Whether you are stressing out about the turnout of the overly fancy sweet potato casserole recipe you were stupid enough to try, counting folding chairs or losing your mind over how you’re going to spend up to eight hours in the same building with drunk Uncle Ted, nothing can stop Thanksgiving from coming this week.
Dysfunctional families everywhere, mine included, should all agree on some basic ground rules for making the holiday the least traumatic for everyone. Booze sales and shrink appointments are up at the holidays, so if everyone could collectively adopt some strategies in order to minimize potential harm to others and reduce our own levels of self-loathing, it seems like we should absolutely try, don’t you agree?
Do Not Throw Food: This seems obvious. But the temptation to hurl a gravy-dipped biscuit across the room at your bitch ass cousin who just made another condescending comment about the better education her kids are receiving in private school can be overwhelming. Practice mental (versus actual) biscuit throwing.

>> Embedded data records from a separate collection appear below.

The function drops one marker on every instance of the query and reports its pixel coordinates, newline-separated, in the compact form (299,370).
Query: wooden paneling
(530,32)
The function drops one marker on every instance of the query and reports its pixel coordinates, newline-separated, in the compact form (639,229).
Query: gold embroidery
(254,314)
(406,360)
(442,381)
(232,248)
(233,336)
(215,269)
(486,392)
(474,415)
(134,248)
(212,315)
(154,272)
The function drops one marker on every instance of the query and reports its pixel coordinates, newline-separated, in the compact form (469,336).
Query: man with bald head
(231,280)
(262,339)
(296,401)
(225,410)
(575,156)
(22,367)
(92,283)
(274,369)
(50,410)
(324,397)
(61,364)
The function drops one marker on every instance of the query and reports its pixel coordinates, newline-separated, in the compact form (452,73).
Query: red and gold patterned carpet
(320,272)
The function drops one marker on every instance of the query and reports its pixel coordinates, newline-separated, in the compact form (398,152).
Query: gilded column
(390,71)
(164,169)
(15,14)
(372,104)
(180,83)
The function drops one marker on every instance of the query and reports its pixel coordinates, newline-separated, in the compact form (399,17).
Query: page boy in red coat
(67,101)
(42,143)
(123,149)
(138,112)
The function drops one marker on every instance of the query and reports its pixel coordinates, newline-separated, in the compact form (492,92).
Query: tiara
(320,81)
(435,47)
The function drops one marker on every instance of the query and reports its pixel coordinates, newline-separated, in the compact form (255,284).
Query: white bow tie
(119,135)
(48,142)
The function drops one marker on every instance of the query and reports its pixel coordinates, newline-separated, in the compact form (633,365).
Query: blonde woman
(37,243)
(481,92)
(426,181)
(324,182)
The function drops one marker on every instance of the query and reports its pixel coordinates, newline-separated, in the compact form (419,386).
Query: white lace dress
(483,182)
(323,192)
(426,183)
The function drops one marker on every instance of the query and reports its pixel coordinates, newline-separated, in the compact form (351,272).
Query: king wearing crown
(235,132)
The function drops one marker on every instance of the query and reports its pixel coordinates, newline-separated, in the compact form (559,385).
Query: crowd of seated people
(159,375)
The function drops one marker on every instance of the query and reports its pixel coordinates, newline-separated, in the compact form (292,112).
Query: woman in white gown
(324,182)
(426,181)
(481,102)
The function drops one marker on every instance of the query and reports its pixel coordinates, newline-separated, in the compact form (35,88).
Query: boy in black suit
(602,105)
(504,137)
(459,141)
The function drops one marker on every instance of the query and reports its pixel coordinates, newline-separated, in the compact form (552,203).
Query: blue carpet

Avoid Eye Contact: I know. It’s ridiculous you’d have to avoid eye contact with your own family members. But one misunderstood glance can say 1000 words and launch a three-year battle between family members, so the best thing to do is keep your gaze on your turkey, the centerpiece, or another neutral object that will not potentially initiate interfamilial violence.
Find the Booze Balance: You don’t want to be drunk, because then you’ll tell each other how you really feel, plus someone in the room is probably in recovery and they’ll go around talking about your inevitable drunken outburst for years to come. Also, a spontaneous intervention is always a possibility when everyone’s gathered at the train station of dysfunction junction. The best thing you can hope for is to spike your cranberry drink and hope to get away with a comfortable, sustainable buzz.
Don’t Pick a Fight: You don’t even know you’re doing it, because you have been pissing each other off since you played Pong years ago, but for the love of Butterball, keep your goddamned mouth shut. Even a compliment can start a fight, so avoid this common dysfunctional family trap. Do not tell your sister she “looks really good” because that just tells her she “looked really fat last time you saw her.” Don’t comment on the behavior of any child in the room, good or bad. Don’t talk about politics or religion. Really? Say as little as possible. Smile a lot as though you are pleasantly mildly mentally challenged, like Forrest Gump.
Remember, this is the only dysfunctional family you have, like it or not, so try to make the best out of it and keep the Jerry Springer behavior to a minimum.